The Environment and Safety With Everything!
Miri Kesner, Science Teaching Department, The Weizmann Institute of Science
At a teacher’s workshop held at the Weizmann Institute of Science during the 1996-1997
academic year, the participants discussed inter alia two issues that are closely connected:
the environment and safety.
These issues are central and important in the chapters on the chemical industry, but they
can also be combined in the course of other chapters. The subjects of the environment
and safety can be employed to reinforce various concepts and subjects learned in the
chapters on energy, acids and bases, oxidation reduction and so on (see continuation),
and demonstrate their application by means of examples from both everyday life and the
chemical industry. These subjects are also of prime importance in school laboratory work
and in their practical application in everyday life.

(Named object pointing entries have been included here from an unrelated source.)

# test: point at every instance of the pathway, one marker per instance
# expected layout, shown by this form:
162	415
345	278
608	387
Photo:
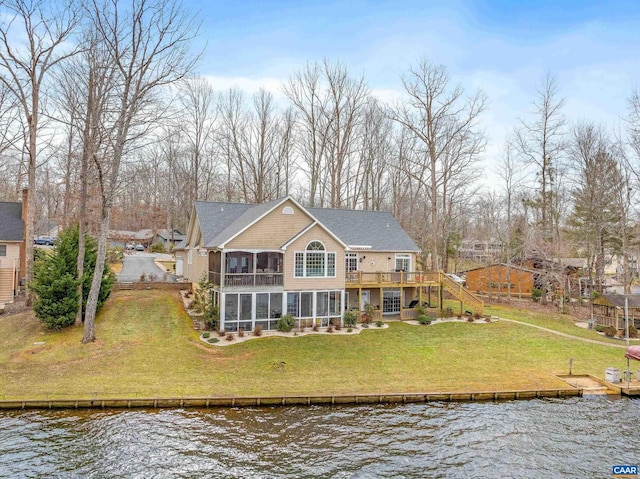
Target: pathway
566	335
137	264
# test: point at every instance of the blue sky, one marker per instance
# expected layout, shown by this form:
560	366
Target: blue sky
502	47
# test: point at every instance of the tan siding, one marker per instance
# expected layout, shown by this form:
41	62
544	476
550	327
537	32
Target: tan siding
376	261
13	253
7	265
200	265
272	231
331	245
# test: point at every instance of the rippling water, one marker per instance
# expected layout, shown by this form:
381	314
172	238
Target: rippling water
580	437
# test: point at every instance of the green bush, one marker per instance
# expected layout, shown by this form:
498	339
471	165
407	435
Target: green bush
157	248
536	294
55	280
285	323
350	319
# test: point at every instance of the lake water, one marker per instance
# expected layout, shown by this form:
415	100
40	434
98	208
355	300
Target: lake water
580	437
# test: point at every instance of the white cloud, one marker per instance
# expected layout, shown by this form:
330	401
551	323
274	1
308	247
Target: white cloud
248	85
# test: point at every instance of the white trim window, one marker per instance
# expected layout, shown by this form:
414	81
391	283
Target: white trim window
350	262
315	262
403	262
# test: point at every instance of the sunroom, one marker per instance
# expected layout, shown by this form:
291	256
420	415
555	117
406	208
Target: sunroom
246	268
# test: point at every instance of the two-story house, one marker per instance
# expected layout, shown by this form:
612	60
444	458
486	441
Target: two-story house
12	249
266	260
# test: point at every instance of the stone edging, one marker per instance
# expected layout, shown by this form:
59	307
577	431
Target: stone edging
222	341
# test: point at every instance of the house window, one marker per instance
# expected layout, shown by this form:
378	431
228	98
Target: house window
328	304
299	272
315	262
351	262
403	262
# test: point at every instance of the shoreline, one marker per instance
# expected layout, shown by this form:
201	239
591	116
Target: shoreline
295	400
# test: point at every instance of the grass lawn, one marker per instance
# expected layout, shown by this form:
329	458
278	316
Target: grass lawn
147	347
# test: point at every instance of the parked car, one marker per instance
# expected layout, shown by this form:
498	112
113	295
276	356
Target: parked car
44	240
456	278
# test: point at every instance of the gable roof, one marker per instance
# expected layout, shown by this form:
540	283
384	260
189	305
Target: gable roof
363	229
376	230
166	234
11	224
618	300
513	266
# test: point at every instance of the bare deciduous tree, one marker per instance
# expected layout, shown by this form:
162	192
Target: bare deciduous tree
46	28
147	47
450	141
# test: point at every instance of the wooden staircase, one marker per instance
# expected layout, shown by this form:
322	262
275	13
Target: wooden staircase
6	285
461	293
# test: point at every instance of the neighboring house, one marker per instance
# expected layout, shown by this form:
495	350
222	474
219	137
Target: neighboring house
609	310
47	228
497	278
614	265
168	239
12	249
123	237
270	259
480	251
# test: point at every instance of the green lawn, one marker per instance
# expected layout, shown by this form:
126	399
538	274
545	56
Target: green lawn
147	347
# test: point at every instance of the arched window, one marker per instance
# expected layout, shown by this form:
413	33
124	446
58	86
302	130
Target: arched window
315	261
315	246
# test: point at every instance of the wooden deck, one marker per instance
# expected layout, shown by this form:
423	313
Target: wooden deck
359	279
416	279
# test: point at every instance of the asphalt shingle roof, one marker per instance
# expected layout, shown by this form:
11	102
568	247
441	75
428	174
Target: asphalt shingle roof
220	221
11	224
618	300
378	229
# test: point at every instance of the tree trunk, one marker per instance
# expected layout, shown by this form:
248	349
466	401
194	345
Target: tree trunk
94	292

Each chapter should be followed up with appropriate experiments that present the new
material learned in it, from the viewpoint that emphasizes its effects on the subjects of the
environment and safety. The gain here is in varying the teaching, combined with the
industrial and applicatory aspects of the chemistry syllabus and the inculcation of basic
concepts and principles regarding the environment and safety precautions at work.
We recommend dealing with this subject by first relating to the student’s close
environment and only later moving on to industry which is, of course, less familiar.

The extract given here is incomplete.